"O fundo serve para acalmar os mercados e dizer 'nós [União Europeia] estamos aqui'", disse Ricardo Cabral em entrevista à Lusa, considerando que "a questão fundamental continua a ser o BCE e a política de monetização do BCE".
Ricardo Cabral lembrou que o fundo de recuperação teve origem num plano "proposto por Angela Merkel [chanceler alemã] e [o presidente francês Emmanuel] Macron numa cimeira franco-alemã, é um fundo que é proposto com 500 mil milhões de euros", e é "basicamente a proposta da Comissão Europeia [ascendeu a 750 mil milhões de euros], embora os montantes de transferências tenham diminuído e os montantes de empréstimos tenham aumentado".
O economista referiu que o fundo inicial foi "proposto pouco tempo depois de se saber que o Tribunal Constitucional alemão tinha dúvidas sobre a legalidade do programa de expansão quantitativa do BCE", que consiste na compra de dívida e outros títulos financeiros dos membros da zona euro.
"Ou seja, os mercados sofreram um choque, as taxas de juro da dívida pública portuguesa, Itália, Espanha, dispararam", considerando o professor do Instituto Superior de Economia e Gestão (ISEG), em Lisboa, que a existência do fundo serve para apaziguar a agitação dos mercados "porque se colocava o risco do programa ser revertido".
Ricardo Cabral considera que "os mercados financeiros estão quase como à espreita, têm a noção perfeita de que temos uma situação, na zona euro, insustentável", salva em momentos definidores como o "faremos tudo o que for necessário para salvar o euro" do ex-presidente do BCE, Mario Draghi, em 2012.
"A única forma de evitar a desintegração do euro é saber que estaremos lá, que o comprador de última instância da dívida dos soberanos, para garantir que os soberanos se conseguem financiar a taxas de juro aceitáveis", é o BCE, segundo o académico.
"Nesse sentido, o fundo é um 'fait-divers', uma distração", disse o economista.
Para o economista, "a decisão do Tribunal Constitucional alemão continua a ter relevância porque o programa de expansão quantitativa tem a espada de Dâmocles por cima e está suspenso temporariamente".

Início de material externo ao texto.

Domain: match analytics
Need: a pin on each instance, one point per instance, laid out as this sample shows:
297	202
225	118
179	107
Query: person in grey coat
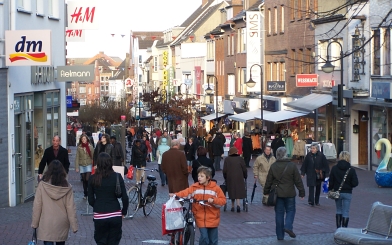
286	181
316	168
234	172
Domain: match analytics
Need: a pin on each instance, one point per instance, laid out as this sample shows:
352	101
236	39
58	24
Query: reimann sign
75	73
28	48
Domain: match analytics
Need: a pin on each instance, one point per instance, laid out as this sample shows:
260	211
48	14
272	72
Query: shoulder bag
271	201
118	191
336	194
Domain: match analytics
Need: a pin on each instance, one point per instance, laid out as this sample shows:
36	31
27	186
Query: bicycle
136	198
186	235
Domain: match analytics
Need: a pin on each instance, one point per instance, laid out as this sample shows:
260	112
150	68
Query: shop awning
212	116
310	102
283	115
250	115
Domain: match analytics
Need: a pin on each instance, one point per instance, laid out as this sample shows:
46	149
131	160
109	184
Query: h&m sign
276	86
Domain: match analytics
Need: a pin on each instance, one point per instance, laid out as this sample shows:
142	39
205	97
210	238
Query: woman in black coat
316	168
202	160
335	179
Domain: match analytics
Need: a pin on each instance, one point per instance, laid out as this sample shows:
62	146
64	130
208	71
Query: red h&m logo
28	50
78	15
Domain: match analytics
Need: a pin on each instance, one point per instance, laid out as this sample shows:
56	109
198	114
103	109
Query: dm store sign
28	48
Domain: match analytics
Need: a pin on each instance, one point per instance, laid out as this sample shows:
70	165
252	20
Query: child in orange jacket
207	217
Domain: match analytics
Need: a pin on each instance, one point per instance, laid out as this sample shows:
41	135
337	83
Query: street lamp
251	84
328	68
209	92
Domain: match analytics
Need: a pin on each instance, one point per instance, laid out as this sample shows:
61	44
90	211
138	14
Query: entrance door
363	139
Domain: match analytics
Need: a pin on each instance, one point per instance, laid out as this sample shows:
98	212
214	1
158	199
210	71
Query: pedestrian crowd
177	159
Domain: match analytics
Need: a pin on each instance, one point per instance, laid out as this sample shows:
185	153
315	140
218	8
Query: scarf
87	148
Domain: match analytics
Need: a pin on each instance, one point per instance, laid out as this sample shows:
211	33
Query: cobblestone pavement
313	225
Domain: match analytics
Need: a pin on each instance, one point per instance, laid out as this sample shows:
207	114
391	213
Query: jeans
284	205
343	204
208	236
217	162
162	175
314	199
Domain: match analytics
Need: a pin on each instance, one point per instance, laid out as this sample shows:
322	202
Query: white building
35	105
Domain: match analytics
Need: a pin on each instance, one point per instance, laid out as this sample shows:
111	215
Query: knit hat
233	151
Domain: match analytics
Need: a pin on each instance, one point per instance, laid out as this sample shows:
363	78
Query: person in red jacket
238	143
207	217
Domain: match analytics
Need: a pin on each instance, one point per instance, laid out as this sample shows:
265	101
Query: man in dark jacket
247	148
117	151
54	152
285	175
316	168
217	150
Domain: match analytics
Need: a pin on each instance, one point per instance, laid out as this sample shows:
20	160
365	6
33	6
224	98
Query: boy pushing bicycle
207	217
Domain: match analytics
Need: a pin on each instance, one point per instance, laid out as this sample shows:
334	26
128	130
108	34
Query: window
269	21
54	8
231	84
40	8
155	63
82	90
275	21
282	19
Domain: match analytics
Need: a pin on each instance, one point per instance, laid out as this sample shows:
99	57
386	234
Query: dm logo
28	50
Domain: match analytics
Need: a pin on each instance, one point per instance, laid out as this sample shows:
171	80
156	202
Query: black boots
345	221
338	220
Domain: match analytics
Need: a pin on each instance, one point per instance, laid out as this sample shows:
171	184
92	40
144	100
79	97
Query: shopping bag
130	172
174	218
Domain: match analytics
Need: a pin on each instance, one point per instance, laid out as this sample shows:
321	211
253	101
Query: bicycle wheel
134	200
189	235
149	203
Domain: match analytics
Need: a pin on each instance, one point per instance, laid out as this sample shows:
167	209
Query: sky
119	17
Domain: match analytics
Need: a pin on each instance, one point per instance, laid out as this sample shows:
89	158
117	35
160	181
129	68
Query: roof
196	24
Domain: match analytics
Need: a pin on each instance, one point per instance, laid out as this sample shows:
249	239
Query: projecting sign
28	48
75	73
276	86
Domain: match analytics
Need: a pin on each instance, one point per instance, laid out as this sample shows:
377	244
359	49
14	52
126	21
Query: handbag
273	195
336	194
118	191
34	238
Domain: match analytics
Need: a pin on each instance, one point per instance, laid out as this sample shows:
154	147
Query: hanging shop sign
276	86
28	48
82	15
306	80
75	73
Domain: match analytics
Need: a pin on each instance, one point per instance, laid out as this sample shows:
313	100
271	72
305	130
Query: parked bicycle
186	236
136	198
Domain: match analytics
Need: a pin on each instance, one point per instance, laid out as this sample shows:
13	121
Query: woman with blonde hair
342	172
84	161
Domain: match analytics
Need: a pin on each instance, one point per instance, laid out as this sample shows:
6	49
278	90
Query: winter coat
337	174
82	157
139	156
205	216
247	147
48	157
238	144
289	180
54	212
202	161
234	173
310	164
118	154
190	151
108	150
175	167
217	146
261	167
103	198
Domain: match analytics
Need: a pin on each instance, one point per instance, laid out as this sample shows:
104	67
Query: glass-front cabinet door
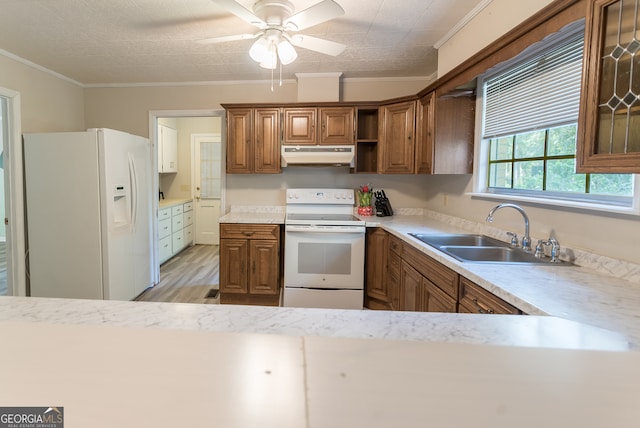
609	125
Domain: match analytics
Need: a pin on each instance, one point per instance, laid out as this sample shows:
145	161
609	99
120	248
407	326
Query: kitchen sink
480	249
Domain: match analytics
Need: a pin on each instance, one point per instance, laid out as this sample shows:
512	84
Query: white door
207	170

Ricardo Cabral crê ainda que continua a haver "um elemento de política muito grande" na política monetária europeia, dado que o banco central alemão (Bundesbank), na sequência da decisão do tribunal sediado na cidade de Karlsruhe "ganhou poder reforçado no Eurosistema".
"O que é certo é que a própria França - e há ali um pacto muito forte entre a França e a Alemanha - não pode viver sem o programa de expansão quantitativa, a Itália também não, e portanto há ali um jogo político muito forte", concluiu.
O Tribunal Constitucional alemão exigiu em 05 de maio ao Banco Central Europeu (BCE) que no prazo de três meses justificasse a conformidade do seu mandato para as vastas compras de dívida, numa sentença com implicações incertas.
O poderoso banco central alemão seria proibido de participar no programa anti-crise, que ainda ganhou mais amplitude devido à pandemia de covid-19, se o Conselho do BCE falhasse "em demonstrar de maneira compreensiva e substancial" "que não excedeu os tratados europeus", decidiu a jurisdição suprema alemã.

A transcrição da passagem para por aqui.